Ajoutez que le gouvernement se trouvait isolé. Il n’avait pas là toutes les ressources qui, dans un vieux et grand pays, permettent au pouvoir de faire à distance ce qu’il veut, en s’attachant mille bras dont il paye le dévouement. Il n’y avait ni grandes fonctions à distribuer, ni emplois lucratifs, ni honneurs, cette menue monnaie de la vanité. Il n’y avait pas davantage d’armées, de forteresses, de garnisons. On ne pouvait ni acheter les gens, ni les effrayer. Otez la crainte et l’espoir, que reste-t-il à un gouvernement pour durer ? Rien que l’amour du peuple : c’est la justice seule qui peut le donner.
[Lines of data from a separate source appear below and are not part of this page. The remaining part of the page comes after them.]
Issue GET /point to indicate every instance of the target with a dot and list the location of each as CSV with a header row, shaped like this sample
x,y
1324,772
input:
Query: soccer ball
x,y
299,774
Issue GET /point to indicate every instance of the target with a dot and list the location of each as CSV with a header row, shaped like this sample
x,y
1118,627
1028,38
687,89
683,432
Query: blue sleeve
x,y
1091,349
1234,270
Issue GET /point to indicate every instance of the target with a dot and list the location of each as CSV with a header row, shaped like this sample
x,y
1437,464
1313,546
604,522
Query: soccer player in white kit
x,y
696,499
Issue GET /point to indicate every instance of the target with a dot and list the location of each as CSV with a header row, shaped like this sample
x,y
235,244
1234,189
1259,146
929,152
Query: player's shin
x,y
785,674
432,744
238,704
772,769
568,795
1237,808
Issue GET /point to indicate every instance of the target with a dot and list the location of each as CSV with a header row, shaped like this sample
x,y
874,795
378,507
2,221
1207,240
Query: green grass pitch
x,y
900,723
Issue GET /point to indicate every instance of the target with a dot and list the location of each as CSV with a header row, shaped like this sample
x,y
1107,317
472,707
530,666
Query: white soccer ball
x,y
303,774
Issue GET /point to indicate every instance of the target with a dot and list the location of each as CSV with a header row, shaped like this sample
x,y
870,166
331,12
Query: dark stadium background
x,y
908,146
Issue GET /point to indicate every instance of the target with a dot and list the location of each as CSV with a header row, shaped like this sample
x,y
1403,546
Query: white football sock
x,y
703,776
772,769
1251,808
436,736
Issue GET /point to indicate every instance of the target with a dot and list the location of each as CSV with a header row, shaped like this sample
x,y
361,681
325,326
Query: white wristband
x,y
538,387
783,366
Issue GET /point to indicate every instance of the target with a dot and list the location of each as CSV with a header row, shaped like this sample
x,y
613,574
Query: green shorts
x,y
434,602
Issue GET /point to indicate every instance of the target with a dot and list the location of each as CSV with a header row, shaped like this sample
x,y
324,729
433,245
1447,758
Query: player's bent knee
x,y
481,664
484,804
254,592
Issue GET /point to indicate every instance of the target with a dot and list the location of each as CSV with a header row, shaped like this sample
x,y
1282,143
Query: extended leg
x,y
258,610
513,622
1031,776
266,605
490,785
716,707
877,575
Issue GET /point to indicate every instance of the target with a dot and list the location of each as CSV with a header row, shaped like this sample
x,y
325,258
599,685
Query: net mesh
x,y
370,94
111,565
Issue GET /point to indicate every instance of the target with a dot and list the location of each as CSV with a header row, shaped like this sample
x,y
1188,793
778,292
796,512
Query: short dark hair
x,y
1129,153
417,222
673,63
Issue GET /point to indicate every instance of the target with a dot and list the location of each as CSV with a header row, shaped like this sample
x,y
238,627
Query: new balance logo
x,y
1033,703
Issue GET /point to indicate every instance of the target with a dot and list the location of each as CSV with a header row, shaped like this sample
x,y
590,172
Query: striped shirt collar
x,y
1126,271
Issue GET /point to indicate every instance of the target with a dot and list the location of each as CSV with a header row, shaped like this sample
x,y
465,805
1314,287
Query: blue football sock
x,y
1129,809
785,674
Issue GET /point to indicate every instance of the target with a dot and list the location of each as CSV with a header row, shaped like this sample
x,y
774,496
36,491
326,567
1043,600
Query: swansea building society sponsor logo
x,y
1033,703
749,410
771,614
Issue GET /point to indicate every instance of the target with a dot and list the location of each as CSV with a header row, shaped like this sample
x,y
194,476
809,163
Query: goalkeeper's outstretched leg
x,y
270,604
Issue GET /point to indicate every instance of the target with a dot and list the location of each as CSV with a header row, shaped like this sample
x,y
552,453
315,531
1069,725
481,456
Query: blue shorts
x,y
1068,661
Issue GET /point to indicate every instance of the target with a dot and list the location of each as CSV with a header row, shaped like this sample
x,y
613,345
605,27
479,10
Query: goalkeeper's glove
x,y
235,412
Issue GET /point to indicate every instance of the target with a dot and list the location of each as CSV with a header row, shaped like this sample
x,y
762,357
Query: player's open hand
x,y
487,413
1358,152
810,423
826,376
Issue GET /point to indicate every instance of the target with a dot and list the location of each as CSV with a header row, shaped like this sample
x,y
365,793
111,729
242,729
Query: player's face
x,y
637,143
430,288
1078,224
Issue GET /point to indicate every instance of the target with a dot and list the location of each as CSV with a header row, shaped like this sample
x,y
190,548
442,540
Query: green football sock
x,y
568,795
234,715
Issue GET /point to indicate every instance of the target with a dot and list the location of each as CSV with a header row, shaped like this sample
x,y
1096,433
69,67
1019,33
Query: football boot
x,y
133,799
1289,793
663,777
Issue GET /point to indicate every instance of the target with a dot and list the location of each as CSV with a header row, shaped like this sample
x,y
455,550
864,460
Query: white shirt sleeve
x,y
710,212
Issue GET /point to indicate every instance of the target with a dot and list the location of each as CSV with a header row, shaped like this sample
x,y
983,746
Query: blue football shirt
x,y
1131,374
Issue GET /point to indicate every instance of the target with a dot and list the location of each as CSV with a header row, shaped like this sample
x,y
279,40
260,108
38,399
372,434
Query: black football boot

Enfin, et comme dernier trait, il faut dire que les colons n’avaient rien qui pût les attacher particulièrement à la mère patrie. Ils étaient Anglais dans l’âme, si l’on entend par là qu’ils avaient les idées religieuses, politiques, littéraires de l’Angleterre ; mais non si l’on entend par là l’amour d’un gouvernement que leurs ancêtres avaient fui, et qu’ils ne connaissaient que pour en souffrir.

Au moment de la révolution, on en était à la troisième, à la quatrième, quelquefois même à la cinquième génération d’émigrants ; ces hommes, dont les aïeux avaient quitté l’Angleterre, chassés par Charles Ier ou par Jacques II, ne pouvaient être attachés ni à la maison de Hanovre, ni à la métropole. Que trouvaient-ils dans leurs souvenirs ? Des persécutions.